Rubaka tapota sa concubine couchée à côté de lui pour lui demander de sortir. Après que celle-ci, enveloppée dans une couverture, se fût retirée, il se tourna vers ses hommes :
– « Expliquez-moi ça en détails », dit-il.
– « Bien Chef. À en croire ceux qui sont parvenus à fuir, il semblerait que cet incendie n’ait pas été causé par un Challenger tapi là, mais par le feu du ciel envoyé par Dieu. »
– « Balivernes! » Répondit Rubaka en expectorant un crachat. « Ces lâches accusent les Trois Dieux au moindre problème. Je vais finir par les pendre au-dessus de la porte d’Ironsand City! »
Hésitant, l’homme répondit :
– « Mais… j’ai envoyé ce matin des hommes à la petite oasis et ce qu’ils y ont vu semblait corroborer leurs dires. Le sol était criblé de trous aussi noirs que de la poix, jonché de cadavres et de débris de matériaux. Cela n’avait rien d’un banal incendie criminel. »
– « Des débris ? »
– « Oui. On aurait dit que les hommes, comme le camp, avaient été piétinés par un gigantesque ver des sables ou par un scorpion géant sortant d’un terrier » répondit l’homme en pesant chaque mot. « La plupart des gens qui étaient restés sur place ont péri misérablement. Ceux qui étaient sortis prendre du bon temps ont tenté de riposter, mais ils ont été vaincus avant d’avoir pu entrevoir leurs adversaires. »
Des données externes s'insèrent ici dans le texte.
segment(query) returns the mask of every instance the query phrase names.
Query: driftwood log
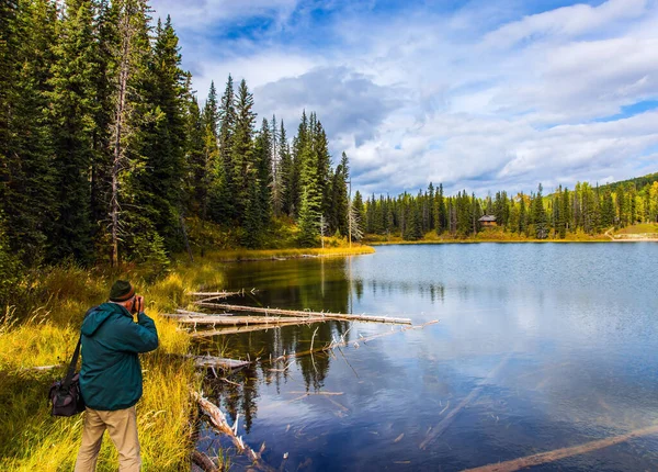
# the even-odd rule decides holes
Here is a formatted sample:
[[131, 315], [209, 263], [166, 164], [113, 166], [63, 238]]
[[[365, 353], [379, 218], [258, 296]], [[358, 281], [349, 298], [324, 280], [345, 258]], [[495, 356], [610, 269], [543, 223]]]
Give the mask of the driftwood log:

– « Si je comprends bien, ces imbéciles sont tombés dans une embuscade et ont fui pour sauver leur peau sans même approcher l’ennemi ? Et maintenant ? N’ont-ils toujours aucune idée de qui s’est emparé de la petite oasis ? »
Rubaka commençait à se demander s’il n’avait pas été trop généreux envers les Chiens de Garde. Il avait fait de gros efforts pour les persuader de travailler pour lui, cependant, leur performance était très décevante. La vie stable, la viande et l’hydromel les auraient-ils enivrés et rendus plus lascifs qu’il ne le souhaitait ?
« Mes hommes se renseignent. Nous devrions bientôt recevoir des informations », répondit le membre du clan. Il hésita un moment avant d’ajouter : « Certains réfugiés m’ont dit qu’ils avaient aperçu beaucoup de gens du Nord. »
« Du Nord… » Rubaka commençait à prendre cette affaire très au sérieux.
Sans même s’habiller, il se dirigea vers la fenêtre et regarda en direction du nord-ouest. Les incendies étant depuis longtemps éteints, il ne vit que quelques brins de fumée noire s’élever au loin dans le ciel.
Bien que le clan des Hurleurs lui tint lien de Chien de Garde grâce aux efforts conjoints des clans de la Cravache de Fer et des Briseurs d’Os, il se souciait peu de leur survie. Une fois installé à Ironsand City, Rubaka avait compris que le système des concurrents était davantage une mesure de protection établie par les six clans qu’un test de qualification.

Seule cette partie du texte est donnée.